I hope you love the products I've recommended below, just a heads up that as an Amazon associate, I earn from qualifying purchases. This means I may earn commissions on products bought via links on this page.
Chainsaws are dangerous tools so learning some basic chainsaw safety tips is essential. Learning how to use a chainsaw properly is all well and good, but learning what to look out for before you even start a chainsaw is just as important. There is so many things that you need to look out for when using a chainsaw, it can be very overwhelming. This is even more true if you’re a beginner, I can still remember being a beginner and being unsure on how to do things properly.
The most important thing is to keep yourself and those around you safe when using a chainsaw. While I have never had a severe injury myself I have had a few close encounters. Where if I wasn’t wearing the right gear I would be in a very different situation right now. Which is one of the basic things to learn right away. You’re never to experienced to learn a thing of two, so with that in mind it’s time to get to the chainsaw safety tips.
Quick Links To Info On This Page
Before You Even Turn The Chainsaw On!
Before you even turn the chainsaw on there are many things you will need to do beforehand. From checking out the area you’re planning on cutting, to what you’re wearing, and reading your manual. The most simple things can get overlooked, especially when you have been cutting for years. The question is where do you begin, is it your protective gear, the chainsaw itself, what you’re cutting, or where you are cutting? The answer isn’t simple at all, they are all important and need to be considered. But to keep it simple I will be starting with what safety gear you should be wearing, I find this slightly more important.
What Gear To Wear?
I feel the reason I think safety gear is the most important is obvious, but I will somewhat explain my thinking first. The main reason is that there has been a time when I was cutting and I slipped, which cause the chainsaw to hit my thigh. This could of been severe if I wasn’t wearing asome cut resistant pants. These pants caused the chain to get tangled and stop, therefor preventing cutting into my leg. So to this day I have always gone with protective gear first.
There are a few things that you should wear when operating a chainsaw, and I know there are a few old hats out there saying I’m being overly cautious. But in my experience these are all necessary, with the most basic of thinking being I’d rather have it and not need it. Then need it and not have it.
The gear you should be wearing is safety goggles, hard hat, ear muffs, cut resistant clothing, enclosed shoes (preferably steel caps), and leather gloves. This does sound like a lot of gear, but they’re all important and needed. They all serve a purpose with none of them being more important in my opinion. You could wear a proper full helmet instead of a hard hat, ear muffs, and safety goggles. This isn’t a bad option since it means having to put less things on.
Now You’re Properly Equipped, What’s Next?
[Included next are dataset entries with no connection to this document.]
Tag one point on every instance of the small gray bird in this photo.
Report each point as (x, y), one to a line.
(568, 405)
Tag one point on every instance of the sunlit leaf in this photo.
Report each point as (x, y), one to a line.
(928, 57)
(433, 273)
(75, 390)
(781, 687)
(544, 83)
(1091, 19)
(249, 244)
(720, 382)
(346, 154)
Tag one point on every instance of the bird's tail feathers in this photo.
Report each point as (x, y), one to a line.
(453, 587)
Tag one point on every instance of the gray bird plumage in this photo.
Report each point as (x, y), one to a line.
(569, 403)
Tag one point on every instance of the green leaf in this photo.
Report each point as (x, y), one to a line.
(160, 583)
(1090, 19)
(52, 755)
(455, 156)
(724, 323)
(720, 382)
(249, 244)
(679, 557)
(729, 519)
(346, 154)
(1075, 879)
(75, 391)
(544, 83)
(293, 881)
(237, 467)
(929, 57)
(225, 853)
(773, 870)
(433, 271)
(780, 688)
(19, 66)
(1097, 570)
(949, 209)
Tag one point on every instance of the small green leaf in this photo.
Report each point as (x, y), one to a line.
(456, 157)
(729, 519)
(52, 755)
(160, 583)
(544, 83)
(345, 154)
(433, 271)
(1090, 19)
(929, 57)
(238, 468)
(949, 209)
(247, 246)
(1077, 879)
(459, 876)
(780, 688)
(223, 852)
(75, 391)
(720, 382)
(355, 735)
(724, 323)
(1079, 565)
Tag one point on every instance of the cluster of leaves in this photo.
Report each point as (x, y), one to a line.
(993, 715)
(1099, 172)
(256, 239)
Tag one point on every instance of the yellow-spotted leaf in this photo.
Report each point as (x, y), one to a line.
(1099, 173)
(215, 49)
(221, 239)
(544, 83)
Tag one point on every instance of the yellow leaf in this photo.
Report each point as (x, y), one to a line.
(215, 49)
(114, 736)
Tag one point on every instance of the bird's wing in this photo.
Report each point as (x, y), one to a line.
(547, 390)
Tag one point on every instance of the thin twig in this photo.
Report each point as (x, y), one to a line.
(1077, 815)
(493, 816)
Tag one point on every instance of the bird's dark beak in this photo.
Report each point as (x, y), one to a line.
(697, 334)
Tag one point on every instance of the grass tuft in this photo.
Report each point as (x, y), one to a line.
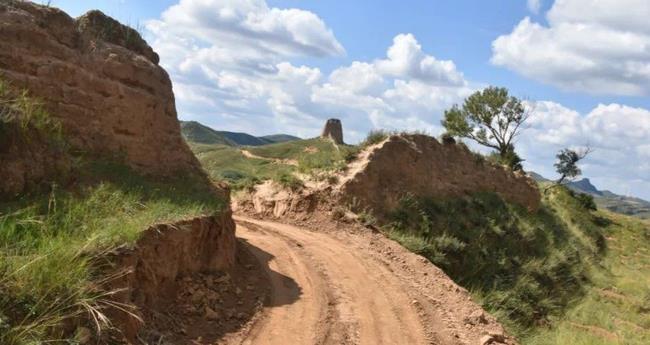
(48, 244)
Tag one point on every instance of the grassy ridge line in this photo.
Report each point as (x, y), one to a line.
(543, 274)
(616, 308)
(315, 157)
(48, 242)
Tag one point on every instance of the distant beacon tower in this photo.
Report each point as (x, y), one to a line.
(333, 130)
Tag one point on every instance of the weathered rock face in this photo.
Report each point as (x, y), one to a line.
(100, 79)
(333, 130)
(419, 165)
(29, 163)
(164, 254)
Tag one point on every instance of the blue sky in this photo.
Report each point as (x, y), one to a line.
(286, 65)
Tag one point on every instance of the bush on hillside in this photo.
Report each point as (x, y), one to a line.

One thing I highly recommend is reading the manual that came with your chainsaw. This will be your bible with your new chainsaw. Inside will tell you everything you need to know about your current saw. While a lot of chainsaws share similarities, they’re still generally different. So you should study your guide book as much as possible. Not only telling you how to use your chainsaw, it will have some handy information about maintenance!
Fueling Your Chainsaw
This is a simple thing but there are still a few things everyone should know. Most of this is common sense so should be easy to remember. The first thing is what you store your fuel in, it should be an approved container. One thing that I’ve seen a lot of old timers do is pouring fuel with acigarette in there mouth. Think it’s pretty obvious that you shouldn’t pour fuel near anything flammable within at least 10 feet. The last bits of info I’d recommend is using a funnel when pouring your fuel. Never should you try to pour fuel into a warm or running chainsaw. Again all these are common sense, but still good to brush up on.
Before You Start Sawing
Now that you have your protection gear and have fueled up, it’s now time to check the chainsaw over. This is the time to check over the things like the bolts, chain tension, and any controls your chainsaw has. You should have these set to your guides directions. You will also want to make sure that the lubrication reserve is full. Then you need to check over the chain to make sure it’s sharp.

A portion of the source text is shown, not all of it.